The massive Ebola management centres run by Médecins Sans Frontières at the peak of the outbreak are no longer full of patients, but MSF’s teams are still busy, making sure that all traces of Ebola are stamped out within local communities.
The residents of Moa Bay Wharf slum in central Freetown have ocean views from almost every side, but the cramped and chaotic living conditions make the environment anything but idyllic.
As pigs laze nearby, epidemiologist Dr Kieran O’Connor and his outreach team talk to a family which has recently lost two members to Ebola. As primary contacts of Ebola patients, the remaining members of the household are at risk of infection themselves.
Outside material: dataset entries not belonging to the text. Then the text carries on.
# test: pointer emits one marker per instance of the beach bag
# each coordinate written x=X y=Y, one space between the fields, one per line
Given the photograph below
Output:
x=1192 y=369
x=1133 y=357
The team members ask if anyone is experiencing any symptoms, and check for fever using an infrared thermometer.
“We are feeling well, but we are tired of Ebola,” says Ibrahim, whose mother died of the disease. “We are praying to God for this epidemic to come to an end.”
This MSF team is responsible for contact tracing and surveillance in nine areas of Freetown. When a new alert comes through the government’s Ebola hotline, the team pays a visit to the household affected. Their aim is to map out everyone who has had any close contact with a suspected or confirmed Ebola patient, as well as to determine how the patient became infected.
“We try to link up new cases to existing chains of transmission,” says Dr Kieran. “Most of the time now we are able to do that, which is a good sign. We follow each chain carefully to find any contacts who are showing early Ebola symptoms, and we send them to an Ebola management centre for further investigation. This reduces the risk of cross-infection. A chain goes dead when no new contacts develop the disease after 21 days of follow-up. Once this happens the incidence of Ebola drops rapidly.”
Until the very last contact
Health promoter Shekhu Jabbie says contact tracing is not as easy as simply asking for the names of family members. “We ask about their occupation, whether they’re farmers, traders or traditional healers. We interview them about their marriage background, their children, the people they live with, the people they share a latrine with.”
Many of the people living in Moa Bay Wharf are traders at the local market, and come into contact with hundreds of other people on a daily basis. Elsewhere in Freetown’s slum districts, hundreds of people may share the same latrine, dramatically increasing the list of primary contacts. The outreach team asks about any recent travel history, funerals attended or visits to sick relatives or friends. It often takes several visits to build up trust, and at that point previously hidden details may emerge.
“Sometimes people will remember, ‘oh yes, she did visit her sick aunty last week’. At the end of the day the answers that people give us help us determine how they got infected,” says Shekhu.
Other healthcare needs
In addition to checking for Ebola symptoms, the team also looks for anyone with other health conditions and makes referrals for tests and treatment as required. The biosafety risks mean they try to keep two metres away from other poeple, but the crowded environment can make this impractical.
“It’s a challenge to do clinical diagnosis because we have to keep a distance, but we make the best assessment that we can,” says Dr O’Connor.
“We work with other organisations to ensure that contacts get the non-Ebola healthcare they need. There are a lot of downstream effects of this outbreak. We’ve seen people with conditions like HIV and TB left untreated.”
As Ebola cases decline in Sierra Leone, MSF teams will continue to work closely with communities to support people’s health needs.